Odio was interviewed by the HSCA, as were her family, her psychiatrist, Hall, Seymour, Larry Howard and the FBI agent who had interviewed Hall.

The HSCA reported that it was "inclined to believe Silvia Odio" and that at least one of the men resembled Oswald. The HSCA did not agree with the Warren Commission that Oswald could not have been in Dallas during the time period specified in Odio's allegations and reported the most likely dates for the encounter to be September 25, 26 or 27, 1963. The committee stated that Oswald's actions and values were consistent with one who would favor the Castro regime, and speculated that Oswald may have associated with anti-Castro activists to implicate movements such as JURE in the assassination or for some unrelated reason.

The HSCA concluded that "it was unable to reach firm conclusions as to the meaning or significance of the Odio incident to the President's assassination."

==Silvia Odio, Loran Hall and Harry Dean==
Harry Dean, a writer and volunteer FBI informant in Chicago and Southern California, claimed that the two Latinos were actually two of his closest freedom-fighter friends, Cuban-American Loran Hall and Mexican-American Larry Howard.

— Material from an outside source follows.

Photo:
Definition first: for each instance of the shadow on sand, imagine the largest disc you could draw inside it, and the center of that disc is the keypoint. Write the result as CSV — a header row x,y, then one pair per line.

Dean said that Hall regularly used his war name of Lorenzo while Howard's war name was Alonzo.

Dean wrote in his 1990 book Crosstrails that he and the group's leader Guy Gabaldon would solicit cash, medical supplies and paramilitary donations from Southern California members of the John Birch Society and store them in Gabaldon's garage. Dean would then help Hall and Howard load their trailer so that they could drive across the country delivering the donations to anti-Castro paramilitary groups. Dean alleged that Gabaldon issued instructions to Hall and Howard to drive Lee Harvey Oswald from New Orleans to Mexico, and that Loran made a detour to the home of Odio at 8 p.m., most likely on September 26, 1963.